OBJECTIVES:

• Determine the toxic effects of gp100:209-217 (210M) and human papilloma virus (HPV)-16 E7(12-20) peptide vaccine in patients with primary melanoma at least 1 mm thick.
• Determine the T-cell response to modified self-gp100:209-217 (210M) peptide and unmodified parental gp100 peptide in these patients.
• Determine the T-cell response to the control HLA-A2.1-restricted cytotoxic T-lymphocyte epitope of HPV-16 E7(12-20) in these patients.
• Determine whether analysis of antigen-specific T cells using specific HLA-A2/peptide tetramers is an effective method for monitoring the immune response in patients undergoing peptide vaccination compared to ELISPOT, LDA, and measurement of intracellular cytokine production (fastimmune).
• Compare induction of primary peptide-specific T-cell immune responses to self gp100 peptide versus foreign E7 peptide in these patients.
• Compare immune response induced by vaccinating every 2 weeks for 6 months (13 vaccinations) vs every 3 weeks for 6 months (9 vaccinations) in these patients.

OUTLINE: This is a randomized study. Patients are randomized to 1 of 2 treatment arms.

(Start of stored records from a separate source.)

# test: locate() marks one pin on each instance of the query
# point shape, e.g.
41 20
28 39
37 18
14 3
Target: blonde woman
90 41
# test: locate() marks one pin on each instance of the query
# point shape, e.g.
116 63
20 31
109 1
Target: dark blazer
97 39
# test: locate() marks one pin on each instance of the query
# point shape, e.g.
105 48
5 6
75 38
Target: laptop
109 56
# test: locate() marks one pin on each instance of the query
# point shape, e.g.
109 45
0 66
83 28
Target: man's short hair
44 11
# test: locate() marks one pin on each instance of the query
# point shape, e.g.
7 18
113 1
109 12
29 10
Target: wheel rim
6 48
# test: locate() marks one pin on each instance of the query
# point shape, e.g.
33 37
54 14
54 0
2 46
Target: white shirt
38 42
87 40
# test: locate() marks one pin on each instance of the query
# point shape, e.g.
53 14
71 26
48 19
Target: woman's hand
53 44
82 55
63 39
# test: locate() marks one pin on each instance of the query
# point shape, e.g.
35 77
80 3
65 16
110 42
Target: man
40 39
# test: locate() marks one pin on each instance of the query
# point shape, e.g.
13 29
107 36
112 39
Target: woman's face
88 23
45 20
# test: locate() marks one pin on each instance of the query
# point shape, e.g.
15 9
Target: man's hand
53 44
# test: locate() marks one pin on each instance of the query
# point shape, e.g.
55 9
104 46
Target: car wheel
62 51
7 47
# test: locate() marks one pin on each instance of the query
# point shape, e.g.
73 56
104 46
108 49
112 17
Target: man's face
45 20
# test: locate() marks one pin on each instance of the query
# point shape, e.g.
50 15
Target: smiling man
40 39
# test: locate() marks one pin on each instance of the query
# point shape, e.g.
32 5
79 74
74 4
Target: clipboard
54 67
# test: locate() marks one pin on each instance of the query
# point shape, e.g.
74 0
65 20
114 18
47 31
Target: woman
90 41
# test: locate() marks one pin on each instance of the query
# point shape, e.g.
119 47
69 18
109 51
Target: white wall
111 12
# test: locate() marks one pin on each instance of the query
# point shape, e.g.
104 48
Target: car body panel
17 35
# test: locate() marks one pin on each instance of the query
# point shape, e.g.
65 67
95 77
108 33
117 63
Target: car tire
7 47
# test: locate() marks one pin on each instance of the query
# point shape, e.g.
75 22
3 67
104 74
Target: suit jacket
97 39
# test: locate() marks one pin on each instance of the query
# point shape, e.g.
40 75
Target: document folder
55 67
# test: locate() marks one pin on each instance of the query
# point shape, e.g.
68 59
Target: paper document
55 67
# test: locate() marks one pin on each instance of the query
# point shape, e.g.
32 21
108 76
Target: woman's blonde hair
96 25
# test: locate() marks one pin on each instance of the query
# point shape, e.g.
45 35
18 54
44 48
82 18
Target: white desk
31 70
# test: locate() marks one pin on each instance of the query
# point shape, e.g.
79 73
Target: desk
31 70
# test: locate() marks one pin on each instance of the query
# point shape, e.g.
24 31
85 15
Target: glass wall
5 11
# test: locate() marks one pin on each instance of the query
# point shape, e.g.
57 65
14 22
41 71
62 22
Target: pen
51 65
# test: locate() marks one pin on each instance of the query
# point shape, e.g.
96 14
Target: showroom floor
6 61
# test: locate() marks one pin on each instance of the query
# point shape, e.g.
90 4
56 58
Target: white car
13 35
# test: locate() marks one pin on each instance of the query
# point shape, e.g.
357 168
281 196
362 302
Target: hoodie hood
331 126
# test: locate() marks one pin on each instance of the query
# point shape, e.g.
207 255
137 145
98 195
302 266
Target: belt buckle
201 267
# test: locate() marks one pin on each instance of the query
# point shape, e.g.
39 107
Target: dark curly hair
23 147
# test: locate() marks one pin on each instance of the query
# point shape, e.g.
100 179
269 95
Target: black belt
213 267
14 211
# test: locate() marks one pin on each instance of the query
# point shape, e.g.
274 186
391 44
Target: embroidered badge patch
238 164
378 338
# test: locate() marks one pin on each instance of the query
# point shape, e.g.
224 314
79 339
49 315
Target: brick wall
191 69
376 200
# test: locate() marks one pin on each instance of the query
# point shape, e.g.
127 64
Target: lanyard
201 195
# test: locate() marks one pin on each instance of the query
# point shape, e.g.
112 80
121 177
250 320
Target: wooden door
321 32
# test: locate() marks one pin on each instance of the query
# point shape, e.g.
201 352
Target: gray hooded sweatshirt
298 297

• Arm I: Patients receive gp100:209-217 (210M) and HPV-16 E7(12-20) peptides mixed with Montanide ISA-51 subcutaneously at the site of the primary melanoma and in the extremities and abdomen. Vaccinations continue every 2 weeks for 6 months (13 total injections).
• Arm II: Patients receive vaccinations as in arm I every 3 weeks for 6 months (9 total injections).

Patients undergo sentinel lymph node biopsy and possible wide local excision approximately 10 days after the second vaccination.

Patients are followed every 3 months for 6 months, every 4 months for 1 year, every 6 months for 3 years, and then annually thereafter until recurrence.

PROJECTED ACCRUAL: A total of 36 patients (18 per arm) will be accrued for this study within 14 months.